PDA

View Full Version : Extracting Word Table cell Information from Multiple .docx Files on an Intranet page



matt stiles
11-23-2016, 09:43 AM
Hey All,

This code works for extracting some Word table cell information from all of the *docx files in the folder C:\Users\John.Smith\Desktop\Form Folder. Can this code be adapted to extract the same Word table cell information from all of the *.docx files on an company intranet page?
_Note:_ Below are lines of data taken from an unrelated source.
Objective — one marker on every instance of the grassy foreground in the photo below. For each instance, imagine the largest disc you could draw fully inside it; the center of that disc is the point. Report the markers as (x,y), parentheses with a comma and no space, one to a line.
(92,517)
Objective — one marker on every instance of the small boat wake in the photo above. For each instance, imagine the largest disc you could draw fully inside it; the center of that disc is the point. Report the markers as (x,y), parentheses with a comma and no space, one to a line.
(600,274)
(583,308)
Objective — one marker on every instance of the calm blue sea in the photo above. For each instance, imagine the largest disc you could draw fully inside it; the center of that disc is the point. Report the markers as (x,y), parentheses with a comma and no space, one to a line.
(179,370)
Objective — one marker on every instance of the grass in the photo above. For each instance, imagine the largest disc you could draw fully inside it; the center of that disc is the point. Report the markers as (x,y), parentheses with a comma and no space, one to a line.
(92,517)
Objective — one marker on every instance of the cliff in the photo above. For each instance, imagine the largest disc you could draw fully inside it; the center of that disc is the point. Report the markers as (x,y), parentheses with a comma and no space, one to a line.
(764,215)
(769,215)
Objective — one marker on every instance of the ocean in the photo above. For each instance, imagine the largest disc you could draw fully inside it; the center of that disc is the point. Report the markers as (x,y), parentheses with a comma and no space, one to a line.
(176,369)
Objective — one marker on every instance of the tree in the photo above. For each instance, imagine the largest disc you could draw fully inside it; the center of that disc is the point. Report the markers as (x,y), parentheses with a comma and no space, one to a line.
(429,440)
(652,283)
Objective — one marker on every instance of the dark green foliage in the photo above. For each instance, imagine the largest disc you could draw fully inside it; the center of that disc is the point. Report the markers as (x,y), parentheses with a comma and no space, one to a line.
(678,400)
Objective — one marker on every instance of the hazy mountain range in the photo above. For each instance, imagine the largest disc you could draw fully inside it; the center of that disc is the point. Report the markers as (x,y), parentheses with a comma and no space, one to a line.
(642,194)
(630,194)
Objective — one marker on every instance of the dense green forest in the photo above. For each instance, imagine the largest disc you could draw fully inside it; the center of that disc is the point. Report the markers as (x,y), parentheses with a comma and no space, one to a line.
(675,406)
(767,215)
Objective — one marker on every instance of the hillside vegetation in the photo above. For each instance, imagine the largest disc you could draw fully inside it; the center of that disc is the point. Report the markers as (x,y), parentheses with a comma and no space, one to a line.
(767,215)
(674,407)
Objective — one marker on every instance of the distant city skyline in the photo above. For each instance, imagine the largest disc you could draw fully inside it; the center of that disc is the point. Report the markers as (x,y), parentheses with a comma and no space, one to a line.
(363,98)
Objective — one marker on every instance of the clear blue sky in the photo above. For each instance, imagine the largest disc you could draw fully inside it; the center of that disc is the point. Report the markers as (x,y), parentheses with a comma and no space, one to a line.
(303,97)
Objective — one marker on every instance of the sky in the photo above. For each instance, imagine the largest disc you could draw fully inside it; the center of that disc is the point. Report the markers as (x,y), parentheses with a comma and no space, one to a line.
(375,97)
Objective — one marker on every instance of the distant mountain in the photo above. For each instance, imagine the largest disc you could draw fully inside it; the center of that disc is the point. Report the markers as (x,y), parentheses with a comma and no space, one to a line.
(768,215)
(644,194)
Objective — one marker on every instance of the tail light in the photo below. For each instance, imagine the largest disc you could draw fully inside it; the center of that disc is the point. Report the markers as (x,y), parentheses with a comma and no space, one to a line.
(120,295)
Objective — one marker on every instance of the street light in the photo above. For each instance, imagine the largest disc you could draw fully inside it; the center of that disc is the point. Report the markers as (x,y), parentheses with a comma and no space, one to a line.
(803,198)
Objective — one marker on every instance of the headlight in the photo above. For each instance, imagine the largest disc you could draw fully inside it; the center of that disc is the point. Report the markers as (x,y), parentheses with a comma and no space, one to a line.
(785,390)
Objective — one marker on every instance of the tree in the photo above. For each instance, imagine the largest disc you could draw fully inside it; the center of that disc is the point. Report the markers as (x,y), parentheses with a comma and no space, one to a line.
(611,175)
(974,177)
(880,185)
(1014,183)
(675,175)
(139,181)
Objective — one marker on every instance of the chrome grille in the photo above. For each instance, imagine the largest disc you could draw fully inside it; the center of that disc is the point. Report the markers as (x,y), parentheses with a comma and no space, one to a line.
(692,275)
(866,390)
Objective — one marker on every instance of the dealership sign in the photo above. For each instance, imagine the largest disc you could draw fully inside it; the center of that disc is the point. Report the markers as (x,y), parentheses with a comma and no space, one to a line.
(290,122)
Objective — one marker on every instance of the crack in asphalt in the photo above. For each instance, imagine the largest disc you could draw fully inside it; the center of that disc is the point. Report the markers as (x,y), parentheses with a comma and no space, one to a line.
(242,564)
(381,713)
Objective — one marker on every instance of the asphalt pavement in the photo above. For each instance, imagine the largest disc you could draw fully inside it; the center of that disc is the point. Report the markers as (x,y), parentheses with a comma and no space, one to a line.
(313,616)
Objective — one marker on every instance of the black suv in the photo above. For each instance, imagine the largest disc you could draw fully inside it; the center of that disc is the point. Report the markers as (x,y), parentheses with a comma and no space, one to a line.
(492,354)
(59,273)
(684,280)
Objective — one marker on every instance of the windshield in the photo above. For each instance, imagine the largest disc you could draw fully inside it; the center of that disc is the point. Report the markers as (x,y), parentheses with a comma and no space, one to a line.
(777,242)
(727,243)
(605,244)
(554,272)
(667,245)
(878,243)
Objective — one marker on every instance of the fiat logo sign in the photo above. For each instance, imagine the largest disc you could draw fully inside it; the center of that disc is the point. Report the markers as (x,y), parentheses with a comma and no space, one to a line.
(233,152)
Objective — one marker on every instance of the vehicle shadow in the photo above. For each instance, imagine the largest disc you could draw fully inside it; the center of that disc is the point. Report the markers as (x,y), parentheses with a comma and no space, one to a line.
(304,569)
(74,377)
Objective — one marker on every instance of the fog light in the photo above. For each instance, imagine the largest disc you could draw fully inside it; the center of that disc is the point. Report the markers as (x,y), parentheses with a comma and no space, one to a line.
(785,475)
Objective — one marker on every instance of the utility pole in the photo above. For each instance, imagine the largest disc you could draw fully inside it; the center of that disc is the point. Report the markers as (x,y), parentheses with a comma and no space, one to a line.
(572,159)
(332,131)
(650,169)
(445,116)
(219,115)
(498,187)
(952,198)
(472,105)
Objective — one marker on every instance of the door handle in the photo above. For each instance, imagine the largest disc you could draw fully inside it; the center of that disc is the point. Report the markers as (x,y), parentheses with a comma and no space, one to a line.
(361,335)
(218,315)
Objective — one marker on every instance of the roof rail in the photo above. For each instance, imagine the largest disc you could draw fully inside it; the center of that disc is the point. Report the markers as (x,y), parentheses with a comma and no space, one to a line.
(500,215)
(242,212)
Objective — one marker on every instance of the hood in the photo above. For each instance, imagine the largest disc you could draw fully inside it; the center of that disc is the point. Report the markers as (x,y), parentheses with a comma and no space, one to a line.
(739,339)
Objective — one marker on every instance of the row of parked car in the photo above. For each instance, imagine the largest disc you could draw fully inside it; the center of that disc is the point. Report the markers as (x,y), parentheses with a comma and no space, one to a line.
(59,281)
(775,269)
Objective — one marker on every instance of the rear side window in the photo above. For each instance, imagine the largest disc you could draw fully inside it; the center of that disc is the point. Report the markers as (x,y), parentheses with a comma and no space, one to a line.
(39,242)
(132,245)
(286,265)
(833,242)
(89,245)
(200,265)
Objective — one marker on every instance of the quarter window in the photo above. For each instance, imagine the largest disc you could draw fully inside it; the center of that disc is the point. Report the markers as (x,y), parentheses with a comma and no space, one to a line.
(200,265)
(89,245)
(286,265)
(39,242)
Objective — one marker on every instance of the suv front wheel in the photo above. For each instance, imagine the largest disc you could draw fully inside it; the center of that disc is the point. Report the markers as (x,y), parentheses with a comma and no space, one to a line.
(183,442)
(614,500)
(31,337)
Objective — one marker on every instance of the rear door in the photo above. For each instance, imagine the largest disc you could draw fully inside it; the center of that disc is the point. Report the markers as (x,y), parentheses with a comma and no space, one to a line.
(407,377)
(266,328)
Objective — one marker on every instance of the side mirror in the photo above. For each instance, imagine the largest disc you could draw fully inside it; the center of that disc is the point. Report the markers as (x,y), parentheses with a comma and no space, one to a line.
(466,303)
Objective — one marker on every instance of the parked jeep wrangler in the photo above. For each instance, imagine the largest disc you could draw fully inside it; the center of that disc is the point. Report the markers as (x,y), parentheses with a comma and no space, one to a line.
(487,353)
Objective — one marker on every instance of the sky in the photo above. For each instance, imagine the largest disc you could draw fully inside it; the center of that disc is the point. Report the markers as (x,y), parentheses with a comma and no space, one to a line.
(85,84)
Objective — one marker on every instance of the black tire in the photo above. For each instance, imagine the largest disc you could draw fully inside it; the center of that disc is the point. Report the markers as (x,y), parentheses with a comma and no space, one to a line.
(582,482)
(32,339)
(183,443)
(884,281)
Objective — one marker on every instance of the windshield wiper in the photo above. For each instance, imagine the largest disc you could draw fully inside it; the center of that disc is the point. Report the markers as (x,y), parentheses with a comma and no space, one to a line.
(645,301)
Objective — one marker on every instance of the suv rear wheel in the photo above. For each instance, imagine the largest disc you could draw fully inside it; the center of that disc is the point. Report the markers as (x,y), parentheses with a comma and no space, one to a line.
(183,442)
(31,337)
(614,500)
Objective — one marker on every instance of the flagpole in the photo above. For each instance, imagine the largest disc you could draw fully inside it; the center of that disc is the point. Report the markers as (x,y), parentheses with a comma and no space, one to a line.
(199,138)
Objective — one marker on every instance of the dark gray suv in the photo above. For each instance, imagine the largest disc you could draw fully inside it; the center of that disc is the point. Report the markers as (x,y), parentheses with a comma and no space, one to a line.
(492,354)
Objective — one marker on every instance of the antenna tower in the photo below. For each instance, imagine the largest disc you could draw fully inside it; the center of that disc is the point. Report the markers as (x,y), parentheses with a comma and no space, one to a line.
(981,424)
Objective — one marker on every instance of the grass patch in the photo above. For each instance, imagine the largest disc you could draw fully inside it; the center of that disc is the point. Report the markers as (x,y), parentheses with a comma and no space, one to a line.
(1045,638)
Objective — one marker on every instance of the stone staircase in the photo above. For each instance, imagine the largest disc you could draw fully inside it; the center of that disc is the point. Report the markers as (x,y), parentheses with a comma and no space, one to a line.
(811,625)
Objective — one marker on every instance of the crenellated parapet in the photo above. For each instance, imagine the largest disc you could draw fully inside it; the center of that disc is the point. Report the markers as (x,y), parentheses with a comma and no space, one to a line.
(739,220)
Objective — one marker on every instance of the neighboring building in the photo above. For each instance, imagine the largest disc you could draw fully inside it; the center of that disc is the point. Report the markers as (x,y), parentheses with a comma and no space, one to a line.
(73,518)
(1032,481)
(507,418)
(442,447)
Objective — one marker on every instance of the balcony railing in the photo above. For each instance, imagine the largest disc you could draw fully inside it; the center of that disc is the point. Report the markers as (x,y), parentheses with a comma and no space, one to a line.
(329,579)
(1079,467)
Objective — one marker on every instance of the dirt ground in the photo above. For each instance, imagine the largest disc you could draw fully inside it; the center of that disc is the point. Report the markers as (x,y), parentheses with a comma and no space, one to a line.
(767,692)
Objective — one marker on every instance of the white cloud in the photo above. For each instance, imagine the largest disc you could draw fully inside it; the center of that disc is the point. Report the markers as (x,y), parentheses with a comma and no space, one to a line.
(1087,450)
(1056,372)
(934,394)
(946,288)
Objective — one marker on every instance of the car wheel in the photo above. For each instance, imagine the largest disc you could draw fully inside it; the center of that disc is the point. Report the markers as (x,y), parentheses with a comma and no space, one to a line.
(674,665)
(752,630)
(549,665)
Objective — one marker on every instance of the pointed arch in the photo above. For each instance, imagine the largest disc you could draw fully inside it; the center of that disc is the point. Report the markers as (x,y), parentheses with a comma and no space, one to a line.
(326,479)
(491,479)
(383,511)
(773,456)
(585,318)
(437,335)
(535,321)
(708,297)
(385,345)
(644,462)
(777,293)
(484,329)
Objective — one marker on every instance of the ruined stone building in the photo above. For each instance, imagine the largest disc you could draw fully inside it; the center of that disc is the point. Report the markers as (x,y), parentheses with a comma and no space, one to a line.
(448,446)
The page uses .aspx

Please let me know if you have any questions.


Sub wordScrape()


Dim wrdDoc As Object, objFiles As Object, fso As Object, wordApp As Object
Dim sh1 As Worksheet
Dim x As Integer


If ActiveSheet.Name = "IRC Log Short" Then
For Each mytable In Sheet2.ListObjects
mytable.DataBodyRange.ClearContents
Next mytable
End If


FolderName = "C:\Users\John.Smith\Desktop\Form Folder" ' Change this to the folder containing your word documents


Set sh1 = ThisWorkbook.Sheets(1)
Set fso = CreateObject("Scripting.FileSystemObject")
Set wordApp = CreateObject("Word.application")
Set objFiles = fso.GetFolder(FolderName).Files


x = 6
For Each wd In objFiles
If InStr(wd, ".docx") And InStr(wd, "~") = 0 Then
Set wrdDoc = wordApp.Documents.Open(wd.Path, ReadOnly = True)
sh1.Cells(x, 1) = Application.WorksheetFunction.Clean(wrdDoc.Tables(2).Cell(Row:=2, Column:=2).Range)
sh1.Cells(x, 2) = Application.WorksheetFunction.Clean(wrdDoc.Tables(2).Cell(Row:=14, Column:=1).Range)
sh1.Cells(x, 3) = Application.WorksheetFunction.Clean(wrdDoc.Tables(2).Cell(Row:=14, Column:=2).Range)
sh1.Cells(x, 4) = Application.WorksheetFunction.Clean(wrdDoc.Tables(2).Cell(Row:=14, Column:=6).Range)
sh1.Cells(x, 5) = Application.WorksheetFunction.Clean(wrdDoc.Tables(2).Cell(Row:=14, Column:=3).Range)
sh1.Cells(x, 6) = Application.WorksheetFunction.Clean(wrdDoc.Tables(2).Cell(Row:=14, Column:=4).Range)
sh1.Cells(x, 7) = Application.WorksheetFunction.Clean(wrdDoc.Tables(2).Cell(Row:=14, Column:=5).Range)
sh1.Cells(x, 8) = Application.WorksheetFunction.Clean(wrdDoc.Tables(1).Cell(Row:=1, Column:=4).Range)
x = x + 1
wrdDoc.Close
End If


Next wd
wordApp.Quit


Thank you for whatever help you may provide.

Sincerely,

Matt

matt stiles
11-28-2016, 07:04 AM
If it helps, the intranet page is laid out so that all of the file names have the same file naming convention, and they are listed as links that open the document in Word once selected. Each shortcut includes the file name and the file type, so "IRC" and ".docx" can be found in all of the relevant links that need to be opened.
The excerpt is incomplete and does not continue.